I am still feeling my way around Python. I have yet to grasp the zen of being Pythonic, but I am at least coming to grips with real object orientation (as opposed to the named hashes of PHP) and am actually taking the leap into error handling, which, if you have dealt with any of the myriad bugs in any of my other projects, you’d know has been a bit of a foreign concept to me.

Python project #2 is known as RepoMan (thanks to Ed Summers for the name). It attempts to solve a problem that not one but two other opensource projects already have solved admirably (I’ll go into more about this in a bit). RepoMan is an OAI Repository indexer that makes said repository available via SRU. I created it in an attempt to make our DSpace implementation searchable from remote applications (namely, the site search and the upcoming alternative opac). It’s an extremely simple two script project that has only taken a week to get running largely due to the existence of two similar and available python scripts that I could modify for my own use. It’s also due to the help of Ed Summers and Aaron Lav.

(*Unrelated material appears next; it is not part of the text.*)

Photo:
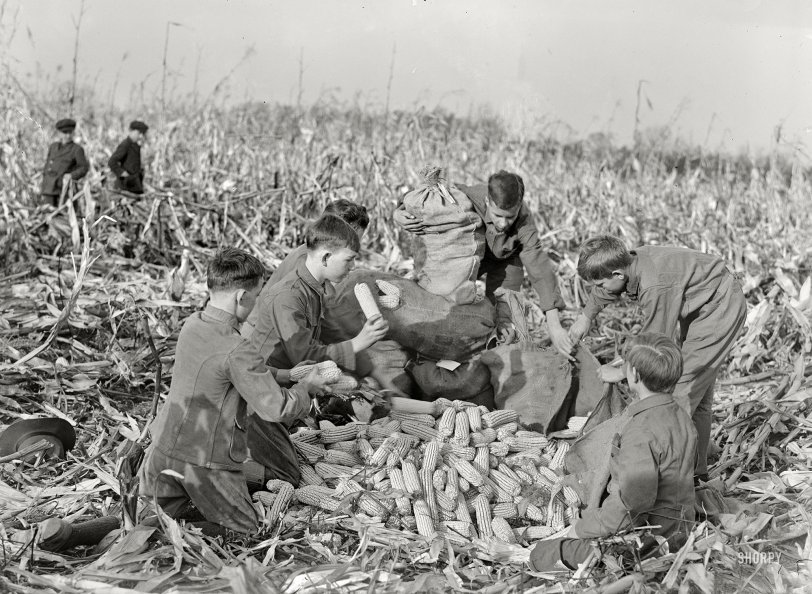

The harvester is, basically, Thom Hickey’s one page OAI harvester with some minor modification. I have added error handling (the two lines I added to compensate for malformed xml must have been over the “one page limit”) and instead of outputting to a text file, it shoves the records in a Lucene index (thanks to PyLucene). This part still needs some work (I’m not sure what it would do with an “updated” record, for example), but it makes a nice index of the Dublin Core fields, plus a field for the whole record, for “default” searches. This was a good exercise for me to work with xml, Python and Lucene, because I was having some trouble when trying to index the MODS records for the alternative opac.

The SRU server is, basically, Dan Chudnov‘s SRU implementation for unalog. It needed to be de-Quixotefied and is, in fact, much more robust than Dan’s original (of course, unalog’s implementation doesn’t need to be as “robust”, since the metadata is much more uniform), but certainly having a working model to modify made this go much, much faster. The nice part is that there might be some stuff in there that Dan might want to put back into unalog.

So, here is the result. The operations currently supported are explain and searchRetrieve and majority of CQL relations are unsupported, but it does most of the queries I need it to do and, most importantly, it’s less than a week old.

So the burning question here is: why on earth would I waste time developing this when OCKHAM’s Harvest-to-Query is out there, and, even more specifically, OCLC’s SRW/U implementation for DSpace is available? Further, I knew full well that these projects existed before I started.

Lemme tell ya.

Harvest-to-Query looked very promising. I began down this road, but stopped about halfway down the installation document. Granted, anything that uses Perl, TCL and PHP has to be, well, something… After all, those were the first three languages I learned (and in the same order!). Adding in IndexData’s Zebra seemed logical as well since it has a built-in Z39.50 server. Still, this didn’t exactly solve my problem. I’d have to install yazproxy, as well, in order to achieve my SRU requirement. Requiring Perl, TCL, PHP, Zebra and yazproxy is a bit much to maintain for this project. Too many dependencies and I am too easily distracted.

OCLC’s SRW/U seemed so obvious. It seemed easy. It seemed perfect. Except our DSpace admin couldn’t get it to work. Oh, I inquired. I nagged. I pestered. That still didn’t make it work. I have very limited permissions on the machine that DSpace runs on (and no permissions for Tomcat), so there was little I could do to help. This also solved a specific purpose, but didn’t necessarily address any other OAI providers that we might have.

So, enter RepoMan. Another wheel that closely resembles all the other wheels out there, but possibly with minor cosmetic changes. Let a thousand wheels be invented.